Henny Penny And Turkey Lurkey

“The sky is falling! The sky is falling!” cry my work colleagues. “What is it? What do you mean?” I asks, asks I. “We really need a favour,” they say, say they. “Urgently!”

Hmm, methinks I do detect the scent of a shift swap being requested. Methinks I would really like to get Sunday off to go on a course. “Of course,” I say, nonchalently, as if it is a mere trifle. “No worries. Whenever you like. I just need to work late on Sunday instead of during the day.”

So on Sunday I’m going on a one-day course with the Director’s Guild and will be learning more about working with actors. I cannot tell you how pleased this makes me. I am seriously going to have to play loud music and dance on the table once I’ve posted this. I have lurkeyed and hope the result is no turkeys.

“What of Henny Penny?” you asks, asks you. I’m tempted to say there is no Henny Penny and the sky isn’t falling. However my car is falling. Falling to pieces. And I lack pennies–of the henny variety or any other–to keep paying for it to be fixed. Last week I had the alternator and the cambelt replaced. This week, the radiator has sprung a leak. Good thing I get driven home by a chauffeur isn’t it?

“You cheeky bar steward!” I think I hear from the back (yes, you). At least, I think that’s what you said. And I nod, embarrassed because you are right. It is one of those job perks of working in television that I really do appreciate. If it’s any consolation, the hours suck.

Anyway, top thing is that tonight’s chauffeur wasn’t a complete loon racing down the white markings of the motorway, straddling two lanes and nodding off to sleep at the wheel. No. Nor did the car reek of aftershave in a vain attempt to mask the smell of BO where the driver had been sleeping in it for two days. Another bonus.

Tonight’s driver was James. James–yes, for real, “Take me home, James!”–asked about my car. “Ow is your car, doin’, for real, bruv?” he asks, asks he. I tell him. “It’s pants.”

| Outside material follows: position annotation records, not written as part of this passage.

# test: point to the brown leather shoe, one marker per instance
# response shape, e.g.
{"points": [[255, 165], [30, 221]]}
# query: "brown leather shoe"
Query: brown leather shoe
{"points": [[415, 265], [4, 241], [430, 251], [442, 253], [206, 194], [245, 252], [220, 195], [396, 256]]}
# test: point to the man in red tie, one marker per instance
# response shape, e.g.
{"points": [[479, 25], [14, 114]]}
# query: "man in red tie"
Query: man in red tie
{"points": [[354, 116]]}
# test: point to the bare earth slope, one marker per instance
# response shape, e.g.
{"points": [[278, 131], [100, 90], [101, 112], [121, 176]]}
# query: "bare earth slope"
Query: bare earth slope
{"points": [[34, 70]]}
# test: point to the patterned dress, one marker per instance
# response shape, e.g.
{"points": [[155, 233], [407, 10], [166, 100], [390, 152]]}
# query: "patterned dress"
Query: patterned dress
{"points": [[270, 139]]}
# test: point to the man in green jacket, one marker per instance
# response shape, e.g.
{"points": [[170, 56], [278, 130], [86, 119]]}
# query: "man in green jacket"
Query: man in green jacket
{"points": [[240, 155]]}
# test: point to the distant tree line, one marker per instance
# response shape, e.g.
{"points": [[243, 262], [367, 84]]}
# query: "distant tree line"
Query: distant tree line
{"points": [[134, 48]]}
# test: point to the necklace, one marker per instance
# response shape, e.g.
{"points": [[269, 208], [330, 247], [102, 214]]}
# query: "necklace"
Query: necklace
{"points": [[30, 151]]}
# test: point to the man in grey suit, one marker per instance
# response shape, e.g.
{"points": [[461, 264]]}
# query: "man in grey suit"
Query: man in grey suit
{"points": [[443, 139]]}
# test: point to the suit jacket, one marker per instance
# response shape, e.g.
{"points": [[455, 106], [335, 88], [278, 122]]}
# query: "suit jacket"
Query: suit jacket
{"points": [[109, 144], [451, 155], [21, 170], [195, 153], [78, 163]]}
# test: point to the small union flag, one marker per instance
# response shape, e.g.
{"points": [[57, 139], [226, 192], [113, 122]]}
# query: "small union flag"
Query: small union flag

Now the thing I find out is that James used to deal in cars before he started driving eejits like me around in the middle of the night. And James knows where all the auctions are and where the bargains are. At least, this is what he tells me. “You don’ wanna be tradin’ yours in for no new car, bruv,” explains James. “You could be spendin’ just a coupla grand and get a decent motor that’s hardly bin used, innit.”

Well, I’ll bite. What else am I doing with my time apart from film making, distribution, trying to find an agent, planning another shoot and fretting? So it looks like at some point I’m off to a car auction with James–a motormouth in every sense–to look at shiny mow-tahs, barely used by the gentrified classes and the like. Cushtie, innit?

Oh, God, what am I letting myself in for.